The invention is particularly, but not exclusively, applicable to apparatus the sensors of which include piezo-electric and acoustic transducers, for example quartz crystal resonators.
Typically, each acoustic transducer has an active surface which is oscillated, and on which a receptor group is immobilised. The receptor group has chemical affinity or reactivity towards a substance to be detected or analysed. The substance to be analysed is normally suspended in a fluid which is brought into contact with the active surface. Physical, chemical and biochemical interactions between the receptor group on the surface and the substance cause a measurable change in mass attached to the surface and in other physical properties of the active surface, and these can be analysed to obtain qualitative and/or quantitative data on the substance.
Multiplexed assays using multiple sensing elements have found extremely broad utility in drug discovery, life sciences and diagnosis and academic research. The ability to carry out a number of measurements in parallel, or in rapid succession, enables a wide variety of ligand-target interactions to be screened. In addition multiple controls, or redundant positives can be included in an array, increasing the accuracy and reliability of the assay. Both high-density sensor arrays for high-throughput screening applications and lower-density arrays of sensors for various diagnostic applications have been employed to profile oligonucleotide expression levels and genetic mutation (i.e. DNA, cDNA, siRNA, miRNA and PNA chips) and to probe protein expression levels. This has allowed the diagnosis of genetic diseases, the genetic pre-disposition to various non-inherited diseases and both pre- and post-symptomatic diagnosis of diseases due to elevated or depressed levels of key protein biomarkers.
Due to the inherent complexity of biological systems, many diagnostic approaches now require a number of markers, or genetic sequences to be analysed. In drug discovery, many pharmaceutical companies have generated compound libraries with 100,000's to millions of compounds that need to be screened against a number of target receptors in an arrayed format. Arrayed sensor technologies are also being applied to new areas of proteomic and cellular analysis.
Such applications of sensor technology have generated the need to make measurements of different analytes on multiple identical receptors, where each sensor in the array may be brought into contact with a respective fluid sample. Alternatively, a single fluid sample may be conveyed to all of the sensors, each of which carries either a different respective receptor or group of receptors so that multiple tests are performed on the same sample. Applications of multiple analytes on multiple receptors are also known. An efficient means to achieve such types of measurements is to arrange the sensors in an array.
Each transducer may be connected, in turn, to a driver for oscillating the active surface. Signals from the sensor are received and processed at a receiver. The driver and receiver may, with the sensor, form part of an oscillator circuit with positive feedback so that the sensor is made to oscillate at the resonant frequency of that circuit, which frequency would be related to the mechanical resonant frequency of the sensor. Alternatively, the driver and receiver may form part of a network analyser which oscillates the active surface at a frequency which is swept through a range that includes the resonant frequency, and which analyses the frequency dependent admittance of the sensor over that range.
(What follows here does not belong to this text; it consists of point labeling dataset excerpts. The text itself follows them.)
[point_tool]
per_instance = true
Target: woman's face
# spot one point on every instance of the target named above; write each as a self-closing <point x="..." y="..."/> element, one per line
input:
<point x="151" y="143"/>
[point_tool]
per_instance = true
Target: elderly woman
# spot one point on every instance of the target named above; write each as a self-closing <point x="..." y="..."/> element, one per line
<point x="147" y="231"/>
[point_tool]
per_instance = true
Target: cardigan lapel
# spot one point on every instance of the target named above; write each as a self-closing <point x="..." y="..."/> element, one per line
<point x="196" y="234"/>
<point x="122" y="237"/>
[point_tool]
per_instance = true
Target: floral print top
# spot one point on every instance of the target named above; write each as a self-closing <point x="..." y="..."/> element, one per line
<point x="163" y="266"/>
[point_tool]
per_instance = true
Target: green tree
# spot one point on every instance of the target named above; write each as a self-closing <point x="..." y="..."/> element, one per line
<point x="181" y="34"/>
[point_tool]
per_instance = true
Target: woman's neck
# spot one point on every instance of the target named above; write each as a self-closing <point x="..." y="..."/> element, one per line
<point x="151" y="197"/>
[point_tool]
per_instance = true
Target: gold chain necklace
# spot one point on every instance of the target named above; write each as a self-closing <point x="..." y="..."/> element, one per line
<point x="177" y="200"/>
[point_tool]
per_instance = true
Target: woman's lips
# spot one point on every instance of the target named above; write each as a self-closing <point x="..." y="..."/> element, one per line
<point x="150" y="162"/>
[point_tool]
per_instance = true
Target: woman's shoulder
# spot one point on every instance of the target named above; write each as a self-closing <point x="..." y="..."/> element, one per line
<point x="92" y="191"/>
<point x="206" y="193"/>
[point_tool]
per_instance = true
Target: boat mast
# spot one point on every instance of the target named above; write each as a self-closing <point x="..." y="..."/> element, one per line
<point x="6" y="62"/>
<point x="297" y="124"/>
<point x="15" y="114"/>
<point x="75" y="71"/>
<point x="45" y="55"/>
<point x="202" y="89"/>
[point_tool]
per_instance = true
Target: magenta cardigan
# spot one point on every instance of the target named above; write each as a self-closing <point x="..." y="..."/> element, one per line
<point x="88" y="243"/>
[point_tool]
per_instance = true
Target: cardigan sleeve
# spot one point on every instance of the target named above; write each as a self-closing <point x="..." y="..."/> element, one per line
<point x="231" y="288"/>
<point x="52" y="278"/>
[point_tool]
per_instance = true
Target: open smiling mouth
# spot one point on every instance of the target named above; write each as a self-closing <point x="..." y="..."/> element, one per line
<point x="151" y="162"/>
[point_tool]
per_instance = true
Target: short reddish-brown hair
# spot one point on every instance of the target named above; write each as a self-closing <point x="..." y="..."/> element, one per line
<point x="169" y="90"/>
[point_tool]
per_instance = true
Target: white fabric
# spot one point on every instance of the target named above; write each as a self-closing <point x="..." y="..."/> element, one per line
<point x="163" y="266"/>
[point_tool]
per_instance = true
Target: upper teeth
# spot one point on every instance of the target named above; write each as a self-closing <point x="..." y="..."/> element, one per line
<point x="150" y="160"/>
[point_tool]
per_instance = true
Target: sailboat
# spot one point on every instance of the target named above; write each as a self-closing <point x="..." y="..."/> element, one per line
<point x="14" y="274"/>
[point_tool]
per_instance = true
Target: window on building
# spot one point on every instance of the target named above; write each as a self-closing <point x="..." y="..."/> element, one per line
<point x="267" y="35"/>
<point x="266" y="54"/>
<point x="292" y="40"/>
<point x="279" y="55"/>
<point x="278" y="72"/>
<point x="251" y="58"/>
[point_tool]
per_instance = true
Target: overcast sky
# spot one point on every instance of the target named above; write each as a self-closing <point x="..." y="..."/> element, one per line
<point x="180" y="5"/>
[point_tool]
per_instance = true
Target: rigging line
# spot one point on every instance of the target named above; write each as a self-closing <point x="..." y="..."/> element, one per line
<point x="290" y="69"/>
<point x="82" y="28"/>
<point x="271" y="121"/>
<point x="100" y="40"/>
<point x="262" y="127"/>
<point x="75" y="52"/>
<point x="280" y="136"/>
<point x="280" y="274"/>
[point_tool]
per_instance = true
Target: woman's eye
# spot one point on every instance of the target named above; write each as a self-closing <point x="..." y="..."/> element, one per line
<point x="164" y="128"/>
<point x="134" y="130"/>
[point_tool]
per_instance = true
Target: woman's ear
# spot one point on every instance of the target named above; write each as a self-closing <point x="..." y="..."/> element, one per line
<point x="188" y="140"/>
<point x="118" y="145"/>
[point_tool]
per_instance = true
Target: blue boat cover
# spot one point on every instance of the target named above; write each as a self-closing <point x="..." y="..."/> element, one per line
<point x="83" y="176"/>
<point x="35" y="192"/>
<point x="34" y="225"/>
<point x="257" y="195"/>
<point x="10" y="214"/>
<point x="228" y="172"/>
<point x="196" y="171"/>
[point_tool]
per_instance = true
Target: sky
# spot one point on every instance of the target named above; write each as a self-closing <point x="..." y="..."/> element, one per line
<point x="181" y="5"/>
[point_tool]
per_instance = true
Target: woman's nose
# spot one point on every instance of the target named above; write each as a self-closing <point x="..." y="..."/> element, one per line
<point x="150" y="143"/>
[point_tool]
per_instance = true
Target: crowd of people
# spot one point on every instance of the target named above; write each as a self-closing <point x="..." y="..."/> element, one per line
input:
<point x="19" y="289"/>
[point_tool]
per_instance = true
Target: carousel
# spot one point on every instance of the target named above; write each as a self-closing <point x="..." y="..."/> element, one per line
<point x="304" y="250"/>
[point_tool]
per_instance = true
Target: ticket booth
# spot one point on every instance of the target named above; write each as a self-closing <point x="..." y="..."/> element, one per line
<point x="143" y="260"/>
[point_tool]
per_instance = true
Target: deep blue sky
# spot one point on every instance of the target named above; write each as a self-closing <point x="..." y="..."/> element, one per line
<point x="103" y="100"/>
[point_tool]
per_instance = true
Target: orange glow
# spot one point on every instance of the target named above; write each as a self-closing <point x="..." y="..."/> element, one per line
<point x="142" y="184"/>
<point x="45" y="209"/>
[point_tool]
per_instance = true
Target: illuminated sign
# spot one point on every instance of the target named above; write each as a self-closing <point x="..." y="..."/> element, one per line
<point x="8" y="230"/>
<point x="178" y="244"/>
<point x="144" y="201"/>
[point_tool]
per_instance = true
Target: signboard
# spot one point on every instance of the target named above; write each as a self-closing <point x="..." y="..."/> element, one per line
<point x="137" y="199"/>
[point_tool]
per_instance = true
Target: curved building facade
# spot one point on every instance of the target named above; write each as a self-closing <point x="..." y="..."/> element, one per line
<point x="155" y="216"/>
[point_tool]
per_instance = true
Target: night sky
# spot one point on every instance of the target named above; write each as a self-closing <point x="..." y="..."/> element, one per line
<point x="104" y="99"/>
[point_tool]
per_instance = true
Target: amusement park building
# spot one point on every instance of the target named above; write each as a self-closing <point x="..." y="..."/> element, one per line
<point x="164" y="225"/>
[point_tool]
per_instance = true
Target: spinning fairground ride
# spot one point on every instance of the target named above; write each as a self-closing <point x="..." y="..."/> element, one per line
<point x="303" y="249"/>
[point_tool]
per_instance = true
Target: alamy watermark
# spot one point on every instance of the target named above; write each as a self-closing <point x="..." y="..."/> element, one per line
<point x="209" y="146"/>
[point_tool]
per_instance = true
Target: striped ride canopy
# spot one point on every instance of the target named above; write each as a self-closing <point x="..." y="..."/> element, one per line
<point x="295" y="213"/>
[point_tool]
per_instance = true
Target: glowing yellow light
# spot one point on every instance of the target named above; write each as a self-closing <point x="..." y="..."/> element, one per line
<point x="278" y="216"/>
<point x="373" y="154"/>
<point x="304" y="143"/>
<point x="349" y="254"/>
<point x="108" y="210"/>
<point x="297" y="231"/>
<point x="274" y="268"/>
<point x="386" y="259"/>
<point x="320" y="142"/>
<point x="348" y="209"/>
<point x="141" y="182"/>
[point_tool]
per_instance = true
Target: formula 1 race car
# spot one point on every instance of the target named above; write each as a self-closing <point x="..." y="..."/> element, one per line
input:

At least the latter type of apparatus, however, can suffer from a lack of high frequency stability and high system noise over practically useful timescales. One reason for the variability of the accuracy of the apparatus is the sensitivity to environmental and in particular thermal effects of the complete transducer-instrument system. Use of special cuts of transducer material such as AT-cut quartz and the use of reference transducers can minimise temperature dependence of the resonators, but this does not overcome the effect of the influence of temperature on the whole system and in particular on the interface between the instrument and the transducer. One particular effect that the applicants have found to limit the commercial development of robust systems using these technologies arises from the temperature dependence of parasitic losses. These arise from stray capacitance between active lines and ground, and distort the measurements made. As the operating frequency increases, the parasitic losses and their temperature dependence become more problematic, and cause drifts in the response of the system having characteristic timescales of 1-1000 seconds. As this is typically the timescale over which measurements are desired to be made, this has impeded development of this type of analytical apparatus.
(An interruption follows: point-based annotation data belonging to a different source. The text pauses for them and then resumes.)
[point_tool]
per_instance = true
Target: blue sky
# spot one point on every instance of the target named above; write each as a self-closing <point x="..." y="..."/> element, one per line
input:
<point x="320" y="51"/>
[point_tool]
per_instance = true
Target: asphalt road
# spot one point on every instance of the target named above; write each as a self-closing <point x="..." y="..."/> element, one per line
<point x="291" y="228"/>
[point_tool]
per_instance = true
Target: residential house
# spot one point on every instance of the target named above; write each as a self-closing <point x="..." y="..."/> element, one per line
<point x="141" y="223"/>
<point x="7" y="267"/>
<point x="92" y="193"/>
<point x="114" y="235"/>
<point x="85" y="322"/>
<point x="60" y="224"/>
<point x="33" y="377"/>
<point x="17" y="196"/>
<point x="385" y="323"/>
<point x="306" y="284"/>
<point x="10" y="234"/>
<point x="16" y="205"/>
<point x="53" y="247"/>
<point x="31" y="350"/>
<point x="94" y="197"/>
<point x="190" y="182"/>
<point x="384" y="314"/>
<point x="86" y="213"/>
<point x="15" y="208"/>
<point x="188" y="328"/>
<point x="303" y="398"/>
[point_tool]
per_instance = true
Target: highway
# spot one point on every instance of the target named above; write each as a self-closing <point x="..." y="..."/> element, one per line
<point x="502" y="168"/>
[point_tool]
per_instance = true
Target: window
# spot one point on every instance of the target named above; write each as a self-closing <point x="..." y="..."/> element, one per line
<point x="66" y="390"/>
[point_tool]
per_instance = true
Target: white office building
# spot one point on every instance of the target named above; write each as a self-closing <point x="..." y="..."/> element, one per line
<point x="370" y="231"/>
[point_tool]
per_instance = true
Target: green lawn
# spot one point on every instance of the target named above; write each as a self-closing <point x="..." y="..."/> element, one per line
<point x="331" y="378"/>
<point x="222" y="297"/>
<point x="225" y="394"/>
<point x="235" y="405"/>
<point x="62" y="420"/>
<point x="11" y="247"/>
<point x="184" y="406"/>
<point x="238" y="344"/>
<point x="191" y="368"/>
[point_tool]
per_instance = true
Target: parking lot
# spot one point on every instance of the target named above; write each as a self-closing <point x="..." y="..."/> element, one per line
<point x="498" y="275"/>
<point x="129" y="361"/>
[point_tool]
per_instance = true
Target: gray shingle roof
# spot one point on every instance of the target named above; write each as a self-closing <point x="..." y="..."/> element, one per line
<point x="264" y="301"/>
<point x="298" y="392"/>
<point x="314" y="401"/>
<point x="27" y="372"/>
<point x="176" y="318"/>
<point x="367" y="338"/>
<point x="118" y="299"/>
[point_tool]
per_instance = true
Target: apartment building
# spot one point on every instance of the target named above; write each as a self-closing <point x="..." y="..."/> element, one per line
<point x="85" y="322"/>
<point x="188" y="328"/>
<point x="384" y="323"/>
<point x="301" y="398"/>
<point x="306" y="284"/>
Accuracy can be improved by monolithic integration of the sensor and interface electronics since this reduces the length of the various tracks, and hence parasitic loss effects. However, the production of such devices requires expensive capital equipment and may not always be practical, particularly as it is not straightforward to integrate discrete quartz/metal sensors into semiconductor device structures. This does not however solve the problem of changes in the variation of loss characteristics with temperature.